Here, ξ=(ξ ₁,..., ξ _m)^t is the vector of slack variables and C>0 is a parameter.

Usually, problem (1) is solved by minimizing its Wolfe dual obtained to be

$$\begin{array}{cc} &{\underset{\mathbf{u}}{{\min}}} \,\,\frac{1}{2}\sum\limits_{i,j=1}^{m} {y_{i} y_{j} \varphi (\mathbf{x}_{i} )^{t}\varphi (\mathbf{x}_{j} )u_{i} u_{j} -} \sum\limits_{i=1}^{m} {u_{i} } \end{array} $$

subject to

$$ \sum\limits_{i=1}^{m} {u_{i} y_{i} =0} \text{ and } 0\le u_{i} \le C \text{ for } i= 1,2,\ldots,m, $$

(2)

where u=(u ₁,...,u _m)^t∈R ^m is the Lagrangian multiplier vector. In this case, the decision function f(.) is taken as

$$ f(\mathbf{x})=\textit{sign}\,\left({\sum\limits_{s=1}^{N_{SV} } {u_{s} y_{s} \varphi (\mathbf{x})^{t}\varphi (\mathbf{x}_{s} )+b} } \right), $$

(3)

where N _{S
V} is the number of support vectors x _s∈R ⁿ in which 0 < u _s< C.

By applying the kernel trick, i.e. taking k(x,z)=φ(x)^t φ(z) for x,z∈R ⁿ in (2) and (3), where k(.,.) is a given kernel function, the explicit construction of the nonlinear mapping φ(.) will be avoided. In this work, the Gaussian kernel function of the form

$$k(\mathbf{x},\mathbf{z})= \exp (\,-\mu \,\| \mathbf{x}-\mathbf{z}\|^{2}\,) $$

is considered, where μ > 0 is a parameter.

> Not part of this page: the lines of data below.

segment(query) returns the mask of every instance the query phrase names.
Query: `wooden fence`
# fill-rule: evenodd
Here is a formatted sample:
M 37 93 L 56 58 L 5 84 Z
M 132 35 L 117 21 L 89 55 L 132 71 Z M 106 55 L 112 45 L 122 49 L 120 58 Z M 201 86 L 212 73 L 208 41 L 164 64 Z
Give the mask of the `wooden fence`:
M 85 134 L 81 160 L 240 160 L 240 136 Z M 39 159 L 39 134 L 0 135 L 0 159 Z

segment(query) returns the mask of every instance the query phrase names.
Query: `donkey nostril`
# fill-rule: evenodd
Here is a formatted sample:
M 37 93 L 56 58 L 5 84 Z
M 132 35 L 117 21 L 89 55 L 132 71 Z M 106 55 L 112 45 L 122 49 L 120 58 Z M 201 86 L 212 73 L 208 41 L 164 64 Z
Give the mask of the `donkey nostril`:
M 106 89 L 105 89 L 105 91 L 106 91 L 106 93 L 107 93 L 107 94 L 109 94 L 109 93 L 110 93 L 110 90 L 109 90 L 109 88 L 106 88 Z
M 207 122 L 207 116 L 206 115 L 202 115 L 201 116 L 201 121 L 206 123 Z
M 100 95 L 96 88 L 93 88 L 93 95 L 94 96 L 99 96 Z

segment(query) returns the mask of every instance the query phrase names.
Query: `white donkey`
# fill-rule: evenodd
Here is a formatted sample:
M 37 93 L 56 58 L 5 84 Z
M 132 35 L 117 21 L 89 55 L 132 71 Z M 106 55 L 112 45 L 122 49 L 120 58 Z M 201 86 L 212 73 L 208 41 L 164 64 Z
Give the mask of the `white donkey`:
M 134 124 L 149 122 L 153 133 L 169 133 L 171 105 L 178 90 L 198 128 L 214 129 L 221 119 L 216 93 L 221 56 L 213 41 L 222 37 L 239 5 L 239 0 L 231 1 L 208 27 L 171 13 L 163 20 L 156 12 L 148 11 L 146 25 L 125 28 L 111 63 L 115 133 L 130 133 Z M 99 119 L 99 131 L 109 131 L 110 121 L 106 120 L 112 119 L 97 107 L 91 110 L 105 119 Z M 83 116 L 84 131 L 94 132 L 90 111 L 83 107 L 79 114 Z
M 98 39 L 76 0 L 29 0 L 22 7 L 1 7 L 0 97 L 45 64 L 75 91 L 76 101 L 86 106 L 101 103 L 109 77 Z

2.2 Twin support vector machine (TWSVM)

Assume that the training set consists of m ₁ and m ₂ number of samples belonging to class (+1) and class (−1) respectively so that m=m ₁+m ₂. Further, let the samples from class (+1) and class (−1) be represented by matrices $A\in \boldsymbol {\Re }^{{m}_{1} \times n}$ and $B\in \boldsymbol {\Re }^{{m}_{2} \times n}$ respectively.

Similar to SVM, the nonlinear TWSVM problem can be formulated by mapping the training samples into a higher dimensional feature space via a kernel function k(.,.) and performing the linear TWSVM classification in the feature space. More precisely, TWSVM determines two kernel generated surfaces of the form [9]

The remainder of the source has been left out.